I want to have an operation(Read and write) on an array,width = 256,height = 128, or even bigger, I know that if the input data is too big, then the best choose of memory is texture sometimes maybe constant, the shared memory is 16kb, but when I need read/write and high performace, can I use shared memory???
if I define the sharedata[256];
divide Grid(256,1,1),BLock(1,128,1);
Shared and constant memory are one of the fastest memory types on the GPU I think (don’t know about Textures never use them :P). And whether you put your data depends on how big the array is. Like you mentioned yourself shared memory is 16kb as constant memory is 64kb. also constant memory can not be written to from the device so if you want to write to it you need to use local, shared or tex mem.
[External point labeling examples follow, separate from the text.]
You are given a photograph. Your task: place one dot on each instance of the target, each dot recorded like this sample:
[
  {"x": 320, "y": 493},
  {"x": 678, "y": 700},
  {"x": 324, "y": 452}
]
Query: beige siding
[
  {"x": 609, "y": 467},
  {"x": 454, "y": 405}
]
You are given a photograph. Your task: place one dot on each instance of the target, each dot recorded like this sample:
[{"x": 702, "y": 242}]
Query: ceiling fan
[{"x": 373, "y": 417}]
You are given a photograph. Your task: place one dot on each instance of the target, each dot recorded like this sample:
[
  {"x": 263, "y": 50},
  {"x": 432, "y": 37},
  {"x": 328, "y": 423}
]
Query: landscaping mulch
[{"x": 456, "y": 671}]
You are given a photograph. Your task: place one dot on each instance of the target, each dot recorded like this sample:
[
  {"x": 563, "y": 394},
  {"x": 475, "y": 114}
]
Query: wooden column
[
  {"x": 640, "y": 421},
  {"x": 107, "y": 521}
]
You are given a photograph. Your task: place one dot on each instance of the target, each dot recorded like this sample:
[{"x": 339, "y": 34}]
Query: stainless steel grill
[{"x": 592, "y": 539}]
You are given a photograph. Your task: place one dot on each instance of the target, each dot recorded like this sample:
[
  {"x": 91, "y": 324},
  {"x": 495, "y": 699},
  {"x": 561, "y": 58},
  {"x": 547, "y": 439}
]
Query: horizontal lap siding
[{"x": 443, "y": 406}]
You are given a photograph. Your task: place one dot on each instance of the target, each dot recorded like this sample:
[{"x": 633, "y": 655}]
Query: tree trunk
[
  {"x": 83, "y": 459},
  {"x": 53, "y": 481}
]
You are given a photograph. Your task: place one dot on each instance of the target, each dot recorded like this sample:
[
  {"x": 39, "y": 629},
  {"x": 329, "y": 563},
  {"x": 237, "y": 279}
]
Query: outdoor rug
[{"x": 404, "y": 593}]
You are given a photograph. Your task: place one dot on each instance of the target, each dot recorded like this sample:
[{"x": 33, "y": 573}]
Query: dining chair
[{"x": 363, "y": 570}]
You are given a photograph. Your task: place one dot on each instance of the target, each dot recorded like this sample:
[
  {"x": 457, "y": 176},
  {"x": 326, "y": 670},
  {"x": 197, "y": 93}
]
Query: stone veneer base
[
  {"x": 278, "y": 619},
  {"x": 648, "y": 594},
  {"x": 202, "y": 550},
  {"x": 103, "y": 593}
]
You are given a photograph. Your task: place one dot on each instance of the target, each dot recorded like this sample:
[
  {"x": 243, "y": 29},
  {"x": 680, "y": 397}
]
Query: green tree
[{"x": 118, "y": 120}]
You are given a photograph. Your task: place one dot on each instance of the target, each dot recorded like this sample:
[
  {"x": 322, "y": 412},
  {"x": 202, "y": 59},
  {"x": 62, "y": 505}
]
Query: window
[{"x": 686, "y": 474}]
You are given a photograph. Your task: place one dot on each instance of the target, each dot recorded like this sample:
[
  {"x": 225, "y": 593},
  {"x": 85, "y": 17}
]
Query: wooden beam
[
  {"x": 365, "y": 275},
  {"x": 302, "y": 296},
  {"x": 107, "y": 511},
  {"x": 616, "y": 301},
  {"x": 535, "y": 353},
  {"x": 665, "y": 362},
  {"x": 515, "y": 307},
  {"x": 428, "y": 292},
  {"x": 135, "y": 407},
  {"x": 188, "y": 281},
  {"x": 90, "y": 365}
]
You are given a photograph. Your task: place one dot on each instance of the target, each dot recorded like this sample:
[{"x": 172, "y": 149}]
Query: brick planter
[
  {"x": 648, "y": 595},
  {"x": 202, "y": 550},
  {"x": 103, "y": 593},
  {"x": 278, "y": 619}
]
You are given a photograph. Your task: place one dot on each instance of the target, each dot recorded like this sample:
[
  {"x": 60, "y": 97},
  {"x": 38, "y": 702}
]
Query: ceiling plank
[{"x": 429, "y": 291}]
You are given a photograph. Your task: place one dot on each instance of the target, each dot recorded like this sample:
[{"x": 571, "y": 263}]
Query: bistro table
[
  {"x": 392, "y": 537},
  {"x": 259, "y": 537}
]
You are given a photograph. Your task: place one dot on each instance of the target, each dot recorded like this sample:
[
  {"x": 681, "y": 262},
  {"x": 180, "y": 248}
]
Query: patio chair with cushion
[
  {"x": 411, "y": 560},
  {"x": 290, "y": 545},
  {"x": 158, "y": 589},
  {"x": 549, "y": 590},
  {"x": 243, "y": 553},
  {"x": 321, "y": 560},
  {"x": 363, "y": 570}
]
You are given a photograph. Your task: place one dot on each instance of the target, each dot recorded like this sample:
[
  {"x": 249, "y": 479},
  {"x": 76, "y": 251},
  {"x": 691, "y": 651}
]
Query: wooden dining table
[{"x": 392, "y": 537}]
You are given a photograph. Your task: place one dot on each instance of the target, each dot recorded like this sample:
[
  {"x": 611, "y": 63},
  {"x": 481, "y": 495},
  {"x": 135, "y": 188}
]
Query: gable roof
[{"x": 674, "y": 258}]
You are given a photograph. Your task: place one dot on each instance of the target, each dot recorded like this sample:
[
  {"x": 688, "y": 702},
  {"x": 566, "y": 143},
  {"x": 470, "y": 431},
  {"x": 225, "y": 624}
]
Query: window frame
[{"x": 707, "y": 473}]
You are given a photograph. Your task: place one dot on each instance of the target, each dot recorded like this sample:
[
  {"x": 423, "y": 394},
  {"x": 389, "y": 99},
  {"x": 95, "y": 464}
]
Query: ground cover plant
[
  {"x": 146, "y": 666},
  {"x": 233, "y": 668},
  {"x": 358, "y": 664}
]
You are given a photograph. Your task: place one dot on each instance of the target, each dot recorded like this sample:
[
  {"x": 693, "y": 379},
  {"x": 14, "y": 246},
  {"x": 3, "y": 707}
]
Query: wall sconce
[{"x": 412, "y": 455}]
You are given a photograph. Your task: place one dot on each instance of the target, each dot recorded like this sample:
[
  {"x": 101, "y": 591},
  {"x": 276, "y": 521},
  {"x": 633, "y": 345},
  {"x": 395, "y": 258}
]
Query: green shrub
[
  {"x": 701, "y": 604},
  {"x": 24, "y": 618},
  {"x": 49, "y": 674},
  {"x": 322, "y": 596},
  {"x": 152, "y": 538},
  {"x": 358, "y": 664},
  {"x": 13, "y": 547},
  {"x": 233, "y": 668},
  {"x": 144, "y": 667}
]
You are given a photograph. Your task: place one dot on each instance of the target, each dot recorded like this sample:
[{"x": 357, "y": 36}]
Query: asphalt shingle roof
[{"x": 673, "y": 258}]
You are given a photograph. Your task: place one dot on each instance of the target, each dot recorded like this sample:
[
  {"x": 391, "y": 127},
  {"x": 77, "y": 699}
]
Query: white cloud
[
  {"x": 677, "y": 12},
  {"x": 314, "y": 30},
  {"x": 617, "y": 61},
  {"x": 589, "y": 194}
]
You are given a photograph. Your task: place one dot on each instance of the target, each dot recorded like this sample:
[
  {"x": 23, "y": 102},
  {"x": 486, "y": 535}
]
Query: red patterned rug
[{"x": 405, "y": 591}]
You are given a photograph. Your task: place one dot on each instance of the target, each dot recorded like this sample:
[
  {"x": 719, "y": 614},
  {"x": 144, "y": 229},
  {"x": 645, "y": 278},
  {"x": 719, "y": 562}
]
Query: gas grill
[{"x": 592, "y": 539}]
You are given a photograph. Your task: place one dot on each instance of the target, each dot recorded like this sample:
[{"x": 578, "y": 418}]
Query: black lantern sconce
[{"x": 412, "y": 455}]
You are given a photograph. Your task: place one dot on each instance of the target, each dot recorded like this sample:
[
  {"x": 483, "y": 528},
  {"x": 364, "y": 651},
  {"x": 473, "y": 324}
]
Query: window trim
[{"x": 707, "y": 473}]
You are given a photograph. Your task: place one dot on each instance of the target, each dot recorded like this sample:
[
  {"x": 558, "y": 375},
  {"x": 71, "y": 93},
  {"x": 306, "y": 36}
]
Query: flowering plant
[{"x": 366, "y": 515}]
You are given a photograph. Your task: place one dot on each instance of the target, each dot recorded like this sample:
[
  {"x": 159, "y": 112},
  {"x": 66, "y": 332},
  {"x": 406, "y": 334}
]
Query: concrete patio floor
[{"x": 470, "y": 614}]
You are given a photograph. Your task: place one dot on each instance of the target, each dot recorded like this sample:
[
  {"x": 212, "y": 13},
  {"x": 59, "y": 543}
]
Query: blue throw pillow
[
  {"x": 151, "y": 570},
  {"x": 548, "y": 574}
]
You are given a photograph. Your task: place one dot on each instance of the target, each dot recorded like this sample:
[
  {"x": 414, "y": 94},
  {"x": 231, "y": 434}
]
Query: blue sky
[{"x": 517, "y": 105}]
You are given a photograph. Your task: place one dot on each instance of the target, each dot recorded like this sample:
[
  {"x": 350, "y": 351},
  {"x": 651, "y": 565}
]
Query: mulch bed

Where the size of local mem depends on how much video memory you still have.
The thing is, within the memory presentations of CUDA found on the ECE 498 course (Course Websites | The Grainger College of Engineering | UIUC) one of the slides mentions that using constant memory depends highly on the cache locality so can vary a lot (from 1 to 100 cycles), where as you know with shared memory it’ll only take a single cycle.
So in effect, constant memory depends a lot on the GPU’s coalescing and caching mechanism?
Constant memory always performs best when all threads in a warp access the same element of shared memory. If threads in a warp access different values in constant memory, then shared memory may be a better option.
I understand that constant is quick, but it can’t be written.
Maybe shared is a better choice,but it’s only 16kb,
the question is can I still use it(for high performance) when the size of input data is 128kb or even bigger?
Shared is 16k, but per block. If you need more read/write memory than that, then your only option is to use device memory, either as global or local. Coalescing will the the most important aspect for performance here.